There must be lots of women like Fasila in Kabul. Strong women breathing a little more easily, even if they're choosing to greet peace cautiously, through a material mesh. And Shukria is a pretty good champion for them. We visit a wedding dress shop nearby, where Afghan women rent their bridal gowns and engagement dresses for $30 a shot. There are no women working here, admits the owner, though he can't explain why. "Women always work better than men!" exclaims Shukria, before she sweeps out of the shop. "All over the world!"

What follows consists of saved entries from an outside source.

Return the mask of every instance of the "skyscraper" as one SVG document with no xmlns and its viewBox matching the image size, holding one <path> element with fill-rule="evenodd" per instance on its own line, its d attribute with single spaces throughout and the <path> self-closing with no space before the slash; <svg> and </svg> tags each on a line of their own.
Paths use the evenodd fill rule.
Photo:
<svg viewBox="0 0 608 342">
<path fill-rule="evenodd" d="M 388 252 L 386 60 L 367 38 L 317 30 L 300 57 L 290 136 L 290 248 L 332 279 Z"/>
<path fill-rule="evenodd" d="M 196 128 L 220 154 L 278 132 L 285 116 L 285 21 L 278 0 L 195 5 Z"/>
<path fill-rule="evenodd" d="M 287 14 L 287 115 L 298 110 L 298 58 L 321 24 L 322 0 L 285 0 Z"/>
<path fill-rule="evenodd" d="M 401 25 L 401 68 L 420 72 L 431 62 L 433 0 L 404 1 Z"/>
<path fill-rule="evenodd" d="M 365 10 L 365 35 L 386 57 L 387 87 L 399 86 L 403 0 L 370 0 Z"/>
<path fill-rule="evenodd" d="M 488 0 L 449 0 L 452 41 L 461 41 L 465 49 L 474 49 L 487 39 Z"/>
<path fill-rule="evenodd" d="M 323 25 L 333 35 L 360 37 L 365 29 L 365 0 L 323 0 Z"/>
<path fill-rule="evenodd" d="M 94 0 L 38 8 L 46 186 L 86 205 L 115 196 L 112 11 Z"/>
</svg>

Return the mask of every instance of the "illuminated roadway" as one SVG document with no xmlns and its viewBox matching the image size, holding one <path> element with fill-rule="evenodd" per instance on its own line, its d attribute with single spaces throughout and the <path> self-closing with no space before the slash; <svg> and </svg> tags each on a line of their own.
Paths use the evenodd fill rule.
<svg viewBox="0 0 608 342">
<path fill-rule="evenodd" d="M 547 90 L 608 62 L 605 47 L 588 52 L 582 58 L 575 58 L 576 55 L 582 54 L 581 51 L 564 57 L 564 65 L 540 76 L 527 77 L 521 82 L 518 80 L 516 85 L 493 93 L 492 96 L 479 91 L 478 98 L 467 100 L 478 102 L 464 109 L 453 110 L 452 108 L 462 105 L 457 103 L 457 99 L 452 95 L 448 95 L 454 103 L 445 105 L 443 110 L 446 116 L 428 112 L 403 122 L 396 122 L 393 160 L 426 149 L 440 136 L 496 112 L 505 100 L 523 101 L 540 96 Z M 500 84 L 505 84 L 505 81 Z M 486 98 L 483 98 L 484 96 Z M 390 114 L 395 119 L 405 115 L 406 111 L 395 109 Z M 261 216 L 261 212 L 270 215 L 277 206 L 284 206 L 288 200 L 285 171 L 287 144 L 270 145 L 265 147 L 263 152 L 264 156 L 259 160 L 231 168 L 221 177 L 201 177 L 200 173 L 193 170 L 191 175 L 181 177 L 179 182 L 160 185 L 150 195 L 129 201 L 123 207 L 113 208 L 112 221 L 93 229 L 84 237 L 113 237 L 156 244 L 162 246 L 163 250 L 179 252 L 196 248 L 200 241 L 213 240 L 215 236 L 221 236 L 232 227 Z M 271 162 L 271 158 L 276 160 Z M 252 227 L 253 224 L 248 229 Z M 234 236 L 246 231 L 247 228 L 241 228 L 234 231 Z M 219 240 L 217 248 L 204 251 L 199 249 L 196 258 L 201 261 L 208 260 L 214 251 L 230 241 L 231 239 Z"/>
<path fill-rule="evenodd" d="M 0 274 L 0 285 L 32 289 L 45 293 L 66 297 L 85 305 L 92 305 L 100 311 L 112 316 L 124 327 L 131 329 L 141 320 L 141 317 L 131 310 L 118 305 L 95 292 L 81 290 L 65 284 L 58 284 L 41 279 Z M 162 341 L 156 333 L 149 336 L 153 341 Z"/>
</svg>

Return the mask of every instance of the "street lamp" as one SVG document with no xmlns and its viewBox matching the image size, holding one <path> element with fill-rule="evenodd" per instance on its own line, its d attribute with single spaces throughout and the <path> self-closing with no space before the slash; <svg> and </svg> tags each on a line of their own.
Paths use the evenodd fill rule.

Recently, there have been reports of ethnic Tajik fighters cleansing Pashtuns from their homes in northern Afghanistan. Despite the bombs and the millions of dollars in aid, the international community is a thin patch on a very deeply cracked country. For Basira, with her wedding jitters, and her unemployed husband, for Shukria and her readers, for Aqila and her headscarf, I hope the patch holds.